The big problem with this, doctors say, is that, due to the unpredictability of how women's bodies react to medical procedures, when you set out to do a legal second trimester abortion, something looking very much like a now-illegal abortion can occur. Once you dilate the cervix — something that must be done sufficiently in order to avoid tears, punctures and infection — a fetus can start to slip out.
Warner tries to avoid the obvious intent of the "deliberately and intentionally" phrase by saying, "But as doctors now understand it, intent could be inferred by the degree of dilation they induce in their patients. What, then, do they do? Dilate the cervix sufficiently and risk prosecution, or dilate less and risk the woman's health?"
The reasoning or evidence for why abortionists understand it that way is never explained or provided. It also assumes not dilating the cervix to a distance where the entire fetal head or the entire lower half of the child is out of the womb would risk a woman's health without a hint of evidence to back this assumption. But for Warner, this proves the ban is really about......you guessed it - punishing women.
It makes the true intent of the partial-birth abortion ban clear: the point is not (in the short term) to stop seemingly brutal fetal deaths, but rather to make all abortions as burdensome, as difficult and as emotionally and physically trying for women — and for doctors — as possible.All abortions?? Really?? So abortion providers have to change how they perform abortions in the first trimester because they're scared they might deliberately and intentionally deliver a partial-born child at that stage of development? Please.
You gotta also love the throw in "- and for doctors -" line because we all know how difficult late term abortions are far people who make their living performing them. Excuse me if I fail to shed a tear for how this ban will make the performing of a late-term abortion "as difficult and as emotionally and physically trying" for Leroy Carhart.
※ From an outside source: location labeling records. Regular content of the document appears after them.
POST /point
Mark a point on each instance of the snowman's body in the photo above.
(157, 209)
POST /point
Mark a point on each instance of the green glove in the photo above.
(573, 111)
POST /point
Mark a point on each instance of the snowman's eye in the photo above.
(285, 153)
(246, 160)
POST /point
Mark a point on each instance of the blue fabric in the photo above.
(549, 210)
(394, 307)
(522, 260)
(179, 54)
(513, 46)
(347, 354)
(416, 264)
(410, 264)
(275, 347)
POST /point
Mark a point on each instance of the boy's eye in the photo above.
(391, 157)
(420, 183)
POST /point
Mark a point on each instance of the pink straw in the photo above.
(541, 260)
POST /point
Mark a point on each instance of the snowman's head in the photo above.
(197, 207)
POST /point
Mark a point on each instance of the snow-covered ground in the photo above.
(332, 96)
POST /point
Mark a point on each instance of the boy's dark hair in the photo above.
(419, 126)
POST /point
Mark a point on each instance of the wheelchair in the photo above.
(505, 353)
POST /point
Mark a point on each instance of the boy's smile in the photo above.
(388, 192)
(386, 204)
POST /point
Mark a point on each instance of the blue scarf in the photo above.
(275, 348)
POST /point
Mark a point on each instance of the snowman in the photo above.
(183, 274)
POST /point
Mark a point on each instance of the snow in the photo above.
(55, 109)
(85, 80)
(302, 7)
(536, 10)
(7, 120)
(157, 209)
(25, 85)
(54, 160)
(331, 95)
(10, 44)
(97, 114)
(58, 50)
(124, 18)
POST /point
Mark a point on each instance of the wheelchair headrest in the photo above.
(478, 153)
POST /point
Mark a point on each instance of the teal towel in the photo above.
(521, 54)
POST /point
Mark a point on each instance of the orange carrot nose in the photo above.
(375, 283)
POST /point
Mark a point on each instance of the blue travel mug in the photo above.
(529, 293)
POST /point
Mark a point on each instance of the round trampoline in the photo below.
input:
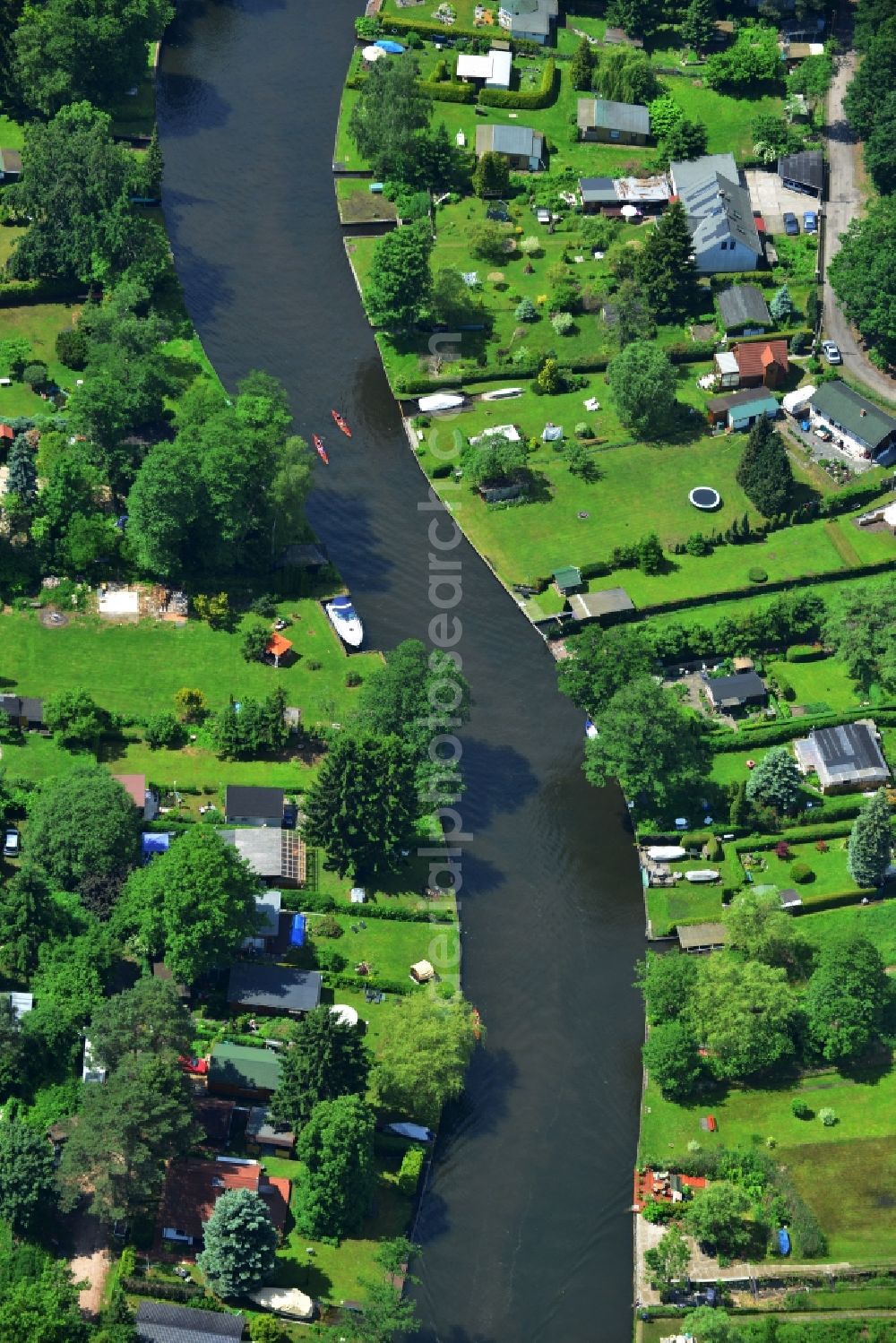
(704, 497)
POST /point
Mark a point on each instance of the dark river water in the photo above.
(524, 1225)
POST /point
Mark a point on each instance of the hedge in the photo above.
(541, 97)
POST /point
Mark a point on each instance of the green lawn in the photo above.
(139, 667)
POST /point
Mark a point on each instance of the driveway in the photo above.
(842, 206)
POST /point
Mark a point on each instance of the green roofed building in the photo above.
(242, 1071)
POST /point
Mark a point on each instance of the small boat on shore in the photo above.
(344, 619)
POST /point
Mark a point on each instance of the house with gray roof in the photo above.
(860, 427)
(528, 19)
(520, 145)
(743, 309)
(719, 215)
(613, 123)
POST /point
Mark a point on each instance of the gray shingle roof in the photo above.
(743, 306)
(161, 1323)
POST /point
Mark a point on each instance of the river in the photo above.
(525, 1229)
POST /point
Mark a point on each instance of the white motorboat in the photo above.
(344, 619)
(441, 401)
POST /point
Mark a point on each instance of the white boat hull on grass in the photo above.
(344, 619)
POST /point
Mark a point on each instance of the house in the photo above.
(735, 692)
(594, 606)
(567, 581)
(742, 409)
(142, 798)
(520, 145)
(23, 710)
(860, 427)
(614, 123)
(266, 1138)
(761, 363)
(719, 214)
(702, 936)
(268, 907)
(193, 1187)
(271, 990)
(804, 172)
(161, 1323)
(528, 21)
(743, 308)
(845, 759)
(10, 166)
(253, 806)
(244, 1071)
(489, 72)
(276, 856)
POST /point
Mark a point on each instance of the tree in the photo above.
(669, 1260)
(642, 387)
(75, 719)
(763, 931)
(27, 1176)
(745, 1014)
(672, 1057)
(239, 1243)
(685, 140)
(665, 984)
(126, 1131)
(363, 806)
(400, 281)
(699, 26)
(424, 1058)
(194, 904)
(74, 195)
(864, 274)
(716, 1218)
(83, 821)
(847, 1000)
(871, 842)
(648, 743)
(336, 1146)
(29, 917)
(665, 268)
(775, 782)
(492, 175)
(764, 473)
(782, 306)
(148, 1018)
(327, 1058)
(582, 65)
(66, 51)
(254, 642)
(387, 118)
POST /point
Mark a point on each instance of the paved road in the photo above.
(842, 206)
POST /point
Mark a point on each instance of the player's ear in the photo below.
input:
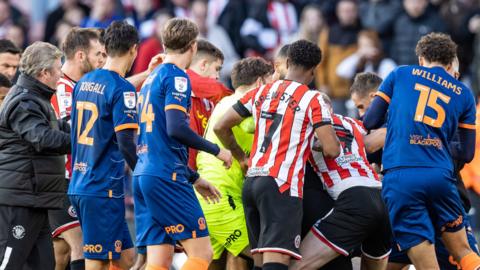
(421, 61)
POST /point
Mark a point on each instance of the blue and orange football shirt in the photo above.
(167, 88)
(103, 103)
(426, 106)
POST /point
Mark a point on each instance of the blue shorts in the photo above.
(166, 211)
(422, 202)
(444, 258)
(105, 231)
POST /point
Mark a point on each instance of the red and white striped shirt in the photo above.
(62, 103)
(286, 114)
(351, 168)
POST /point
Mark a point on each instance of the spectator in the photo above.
(58, 14)
(230, 15)
(368, 58)
(5, 85)
(153, 45)
(61, 32)
(9, 59)
(180, 8)
(337, 43)
(311, 24)
(217, 36)
(415, 22)
(142, 17)
(32, 163)
(17, 35)
(473, 28)
(102, 15)
(269, 24)
(379, 15)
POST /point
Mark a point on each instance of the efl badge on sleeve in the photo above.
(181, 84)
(129, 99)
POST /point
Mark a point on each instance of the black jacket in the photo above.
(32, 147)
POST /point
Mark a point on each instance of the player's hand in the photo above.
(244, 165)
(156, 60)
(208, 191)
(225, 156)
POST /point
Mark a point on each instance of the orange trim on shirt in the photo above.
(383, 95)
(469, 126)
(126, 126)
(175, 107)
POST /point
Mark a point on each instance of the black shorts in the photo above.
(63, 219)
(25, 241)
(316, 204)
(273, 218)
(359, 218)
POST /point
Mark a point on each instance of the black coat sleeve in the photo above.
(29, 121)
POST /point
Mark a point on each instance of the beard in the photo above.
(87, 67)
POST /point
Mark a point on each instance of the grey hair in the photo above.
(39, 56)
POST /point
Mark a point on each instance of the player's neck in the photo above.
(119, 65)
(296, 75)
(179, 60)
(72, 71)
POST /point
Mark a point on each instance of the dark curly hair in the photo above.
(305, 54)
(119, 38)
(365, 83)
(179, 34)
(437, 47)
(248, 70)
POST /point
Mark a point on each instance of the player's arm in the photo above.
(374, 117)
(223, 129)
(31, 124)
(139, 78)
(375, 140)
(127, 146)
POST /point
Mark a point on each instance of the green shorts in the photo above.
(228, 228)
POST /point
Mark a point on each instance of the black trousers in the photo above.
(25, 239)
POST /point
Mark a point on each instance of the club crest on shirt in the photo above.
(129, 99)
(181, 84)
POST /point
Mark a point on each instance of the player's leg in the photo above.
(404, 192)
(449, 219)
(280, 224)
(74, 239)
(42, 252)
(141, 260)
(62, 253)
(252, 220)
(315, 253)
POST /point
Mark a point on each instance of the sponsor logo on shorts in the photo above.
(298, 239)
(179, 228)
(72, 212)
(118, 246)
(232, 238)
(18, 232)
(93, 248)
(453, 224)
(202, 224)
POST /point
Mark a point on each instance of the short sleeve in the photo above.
(244, 106)
(177, 93)
(385, 90)
(124, 108)
(468, 117)
(319, 112)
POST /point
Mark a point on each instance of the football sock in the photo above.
(274, 266)
(195, 263)
(470, 262)
(77, 264)
(155, 267)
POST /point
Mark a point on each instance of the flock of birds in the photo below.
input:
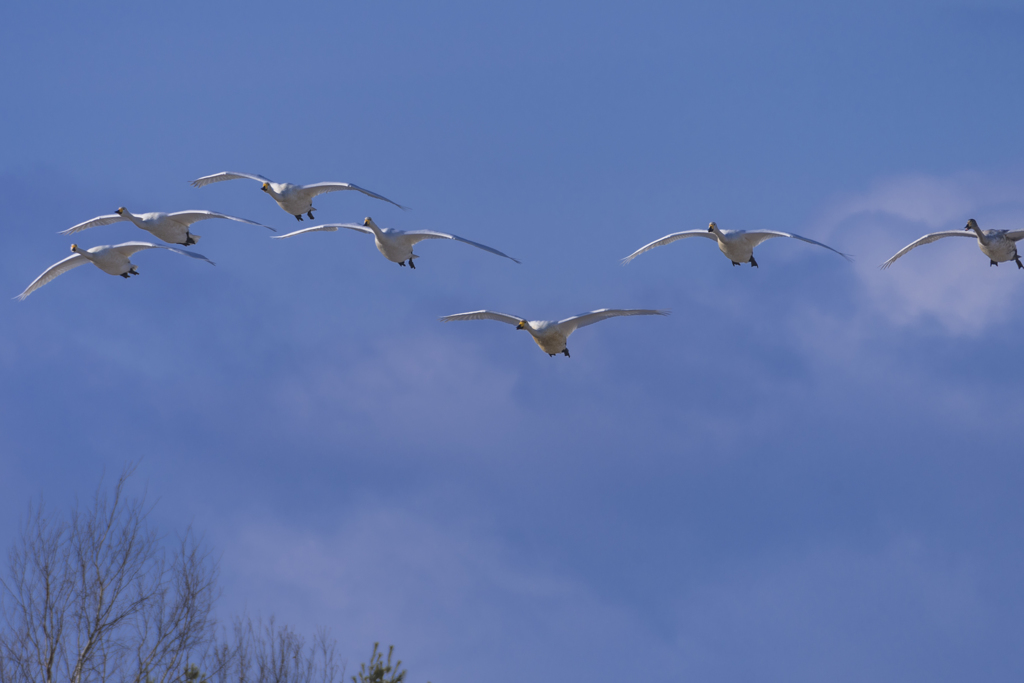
(396, 246)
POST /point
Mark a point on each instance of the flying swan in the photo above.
(736, 245)
(113, 260)
(551, 336)
(395, 245)
(296, 200)
(171, 227)
(998, 246)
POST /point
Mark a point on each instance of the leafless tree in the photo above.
(98, 596)
(262, 652)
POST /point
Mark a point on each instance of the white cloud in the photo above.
(948, 282)
(422, 387)
(452, 596)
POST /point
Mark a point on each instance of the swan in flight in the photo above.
(998, 246)
(114, 260)
(296, 200)
(736, 245)
(551, 336)
(171, 227)
(395, 245)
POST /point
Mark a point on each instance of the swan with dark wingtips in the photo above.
(113, 260)
(552, 336)
(736, 245)
(171, 227)
(295, 200)
(998, 246)
(395, 245)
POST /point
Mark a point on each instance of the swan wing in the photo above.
(327, 227)
(927, 240)
(98, 220)
(669, 239)
(188, 217)
(57, 268)
(419, 236)
(754, 238)
(322, 187)
(128, 248)
(483, 315)
(217, 177)
(593, 316)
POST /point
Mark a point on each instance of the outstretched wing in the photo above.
(328, 227)
(98, 220)
(483, 315)
(322, 187)
(669, 239)
(419, 236)
(129, 248)
(57, 268)
(927, 240)
(755, 238)
(593, 316)
(188, 217)
(217, 177)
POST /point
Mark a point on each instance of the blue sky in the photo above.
(809, 471)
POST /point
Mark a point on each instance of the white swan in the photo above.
(114, 260)
(296, 200)
(551, 336)
(736, 245)
(998, 246)
(395, 245)
(171, 227)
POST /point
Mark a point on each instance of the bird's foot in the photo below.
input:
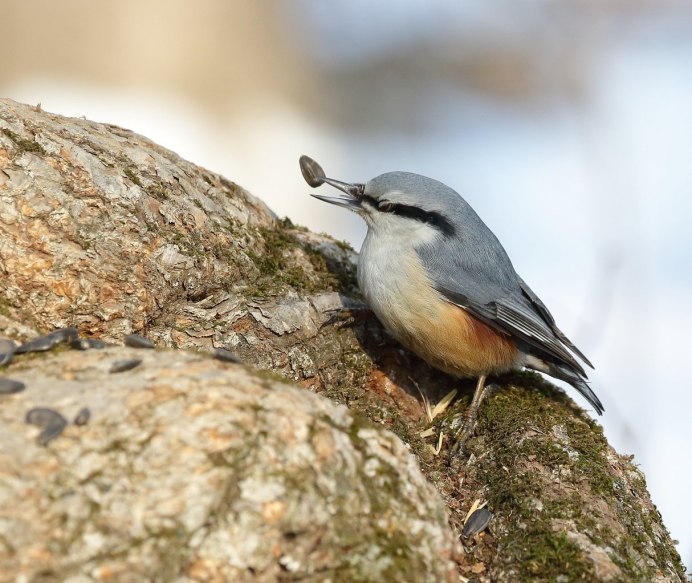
(468, 428)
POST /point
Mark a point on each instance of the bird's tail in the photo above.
(562, 372)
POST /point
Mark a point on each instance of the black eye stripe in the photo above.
(430, 217)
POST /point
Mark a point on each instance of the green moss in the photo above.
(279, 268)
(157, 191)
(24, 145)
(129, 171)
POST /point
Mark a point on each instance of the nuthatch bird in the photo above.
(442, 284)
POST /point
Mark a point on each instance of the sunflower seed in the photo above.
(123, 365)
(7, 348)
(9, 387)
(48, 341)
(137, 341)
(87, 343)
(83, 416)
(52, 422)
(312, 171)
(477, 522)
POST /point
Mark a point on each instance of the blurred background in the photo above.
(566, 124)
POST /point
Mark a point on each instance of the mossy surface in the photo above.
(23, 145)
(284, 261)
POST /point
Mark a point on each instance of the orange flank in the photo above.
(458, 343)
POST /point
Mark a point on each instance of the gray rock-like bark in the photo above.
(191, 469)
(103, 230)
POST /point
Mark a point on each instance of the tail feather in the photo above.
(562, 372)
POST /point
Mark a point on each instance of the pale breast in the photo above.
(398, 290)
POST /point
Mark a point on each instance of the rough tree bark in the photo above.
(103, 230)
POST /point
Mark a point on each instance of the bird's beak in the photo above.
(314, 176)
(352, 200)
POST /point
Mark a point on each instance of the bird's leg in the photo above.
(469, 425)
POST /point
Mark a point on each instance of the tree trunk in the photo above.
(103, 230)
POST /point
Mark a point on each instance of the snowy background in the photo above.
(566, 124)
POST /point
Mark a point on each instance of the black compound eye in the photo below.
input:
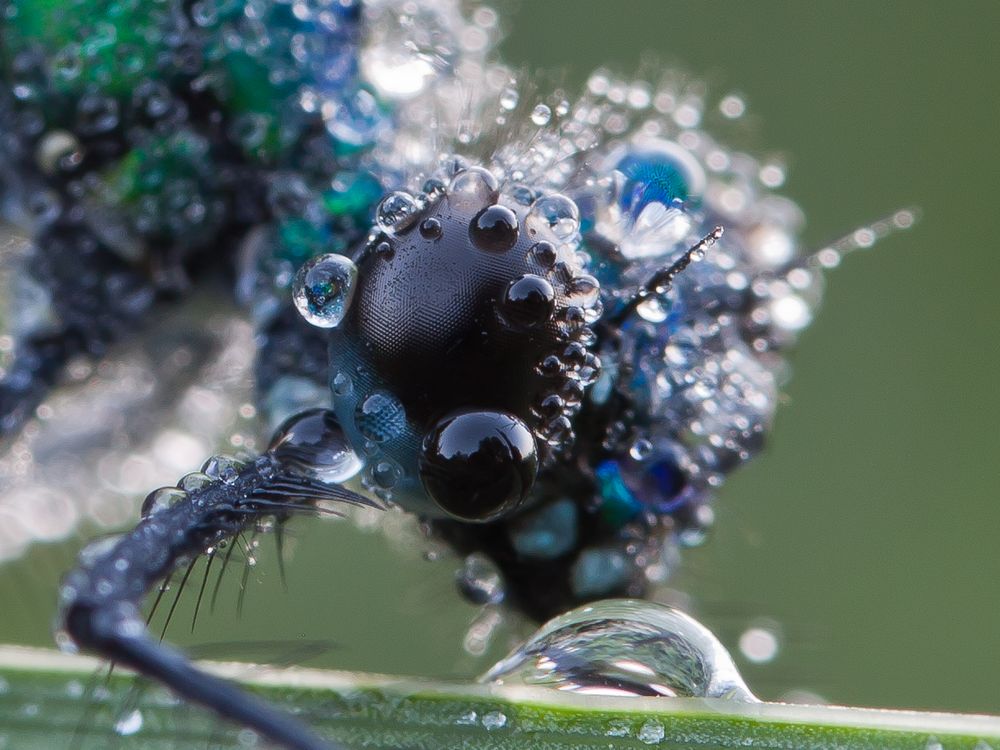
(478, 465)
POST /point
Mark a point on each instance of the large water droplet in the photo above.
(554, 214)
(396, 212)
(478, 465)
(324, 288)
(528, 301)
(494, 229)
(313, 444)
(626, 648)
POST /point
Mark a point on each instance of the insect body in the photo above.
(561, 330)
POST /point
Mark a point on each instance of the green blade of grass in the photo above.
(50, 700)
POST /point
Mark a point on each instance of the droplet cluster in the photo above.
(506, 355)
(668, 381)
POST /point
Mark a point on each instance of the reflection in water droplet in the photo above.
(396, 212)
(554, 214)
(625, 648)
(324, 288)
(528, 301)
(313, 444)
(224, 468)
(494, 229)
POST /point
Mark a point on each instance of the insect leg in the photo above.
(101, 598)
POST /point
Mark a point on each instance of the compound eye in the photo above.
(478, 465)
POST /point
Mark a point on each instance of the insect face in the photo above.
(465, 330)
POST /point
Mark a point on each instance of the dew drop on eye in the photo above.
(624, 647)
(554, 215)
(324, 288)
(396, 212)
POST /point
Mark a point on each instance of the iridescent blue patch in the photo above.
(547, 533)
(628, 487)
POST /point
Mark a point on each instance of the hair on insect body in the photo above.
(562, 328)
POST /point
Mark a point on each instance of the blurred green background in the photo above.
(868, 531)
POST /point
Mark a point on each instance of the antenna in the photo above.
(862, 238)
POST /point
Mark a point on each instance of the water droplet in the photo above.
(129, 724)
(541, 115)
(313, 444)
(479, 580)
(473, 188)
(544, 253)
(54, 147)
(478, 465)
(430, 229)
(509, 98)
(161, 499)
(224, 468)
(380, 417)
(342, 384)
(554, 214)
(584, 291)
(194, 481)
(528, 301)
(651, 732)
(624, 648)
(494, 720)
(324, 288)
(396, 212)
(494, 229)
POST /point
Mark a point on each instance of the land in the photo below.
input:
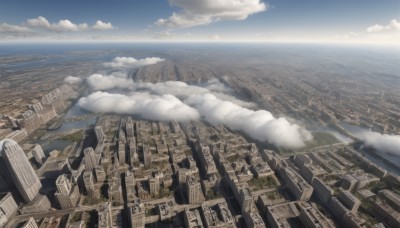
(130, 172)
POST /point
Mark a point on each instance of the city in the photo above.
(199, 114)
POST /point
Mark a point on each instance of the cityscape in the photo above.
(172, 131)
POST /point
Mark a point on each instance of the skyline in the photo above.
(202, 21)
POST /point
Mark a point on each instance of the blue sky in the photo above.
(201, 20)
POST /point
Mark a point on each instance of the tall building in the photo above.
(31, 223)
(88, 180)
(154, 184)
(98, 130)
(38, 154)
(8, 207)
(137, 216)
(193, 190)
(121, 152)
(105, 216)
(90, 159)
(129, 128)
(25, 178)
(146, 157)
(67, 194)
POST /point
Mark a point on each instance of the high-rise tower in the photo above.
(21, 171)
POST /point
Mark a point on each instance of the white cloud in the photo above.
(260, 125)
(176, 88)
(60, 26)
(393, 25)
(105, 82)
(72, 80)
(194, 13)
(102, 25)
(131, 63)
(66, 25)
(382, 142)
(151, 107)
(7, 28)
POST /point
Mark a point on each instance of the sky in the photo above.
(360, 21)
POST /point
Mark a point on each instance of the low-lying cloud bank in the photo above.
(177, 88)
(260, 125)
(72, 80)
(176, 100)
(105, 82)
(131, 63)
(160, 102)
(382, 142)
(151, 107)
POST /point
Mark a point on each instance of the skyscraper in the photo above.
(90, 159)
(22, 173)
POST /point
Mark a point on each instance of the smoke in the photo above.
(382, 142)
(131, 63)
(260, 125)
(105, 82)
(72, 80)
(148, 106)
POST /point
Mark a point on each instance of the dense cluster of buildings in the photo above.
(133, 173)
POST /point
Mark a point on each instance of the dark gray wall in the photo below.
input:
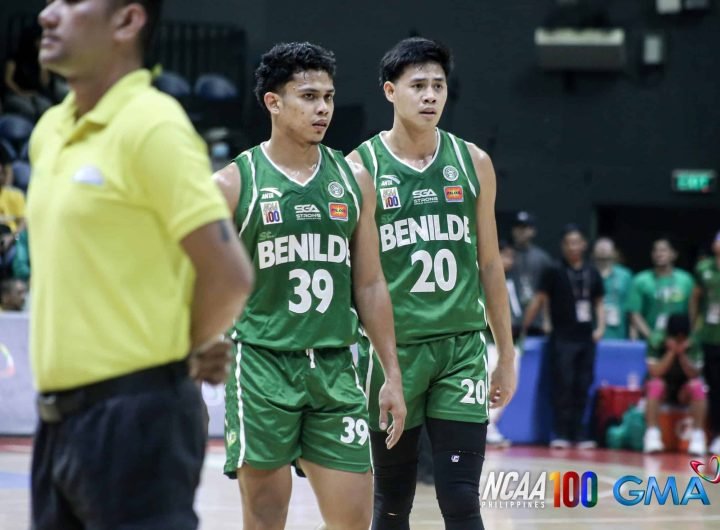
(561, 145)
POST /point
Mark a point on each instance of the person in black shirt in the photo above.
(574, 289)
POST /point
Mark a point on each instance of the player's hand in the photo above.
(503, 382)
(211, 363)
(391, 400)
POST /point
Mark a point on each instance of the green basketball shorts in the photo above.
(445, 379)
(284, 405)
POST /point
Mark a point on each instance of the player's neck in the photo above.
(298, 159)
(90, 89)
(410, 142)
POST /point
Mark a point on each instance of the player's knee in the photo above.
(457, 481)
(394, 492)
(697, 389)
(655, 388)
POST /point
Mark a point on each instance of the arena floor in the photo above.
(219, 506)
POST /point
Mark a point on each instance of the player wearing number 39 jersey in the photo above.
(307, 218)
(435, 196)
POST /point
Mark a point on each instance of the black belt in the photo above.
(56, 406)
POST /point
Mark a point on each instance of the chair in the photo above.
(21, 175)
(173, 84)
(15, 129)
(215, 87)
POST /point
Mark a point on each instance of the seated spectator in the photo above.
(657, 293)
(28, 86)
(12, 295)
(674, 363)
(21, 261)
(616, 280)
(12, 203)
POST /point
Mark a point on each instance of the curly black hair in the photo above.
(284, 60)
(414, 51)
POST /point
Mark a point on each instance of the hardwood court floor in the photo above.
(219, 507)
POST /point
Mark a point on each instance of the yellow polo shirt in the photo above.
(111, 197)
(12, 206)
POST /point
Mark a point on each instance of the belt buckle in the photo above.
(48, 409)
It's as if Warner thinks prolifers should want abortions to be easy to obtain. She can't seem to fathom that prolifers might possibly have other reasons for pushing for a PBA ban like, I don't know - creating a line between abortion and infanticide, educating the public on the brutality of abortion, showing how extreme proponents of legal abortion are, taking incremental steps in the hopes of persuading the public, getting the public to understand and think about how abortion, as Warner says, "kill(s)" something.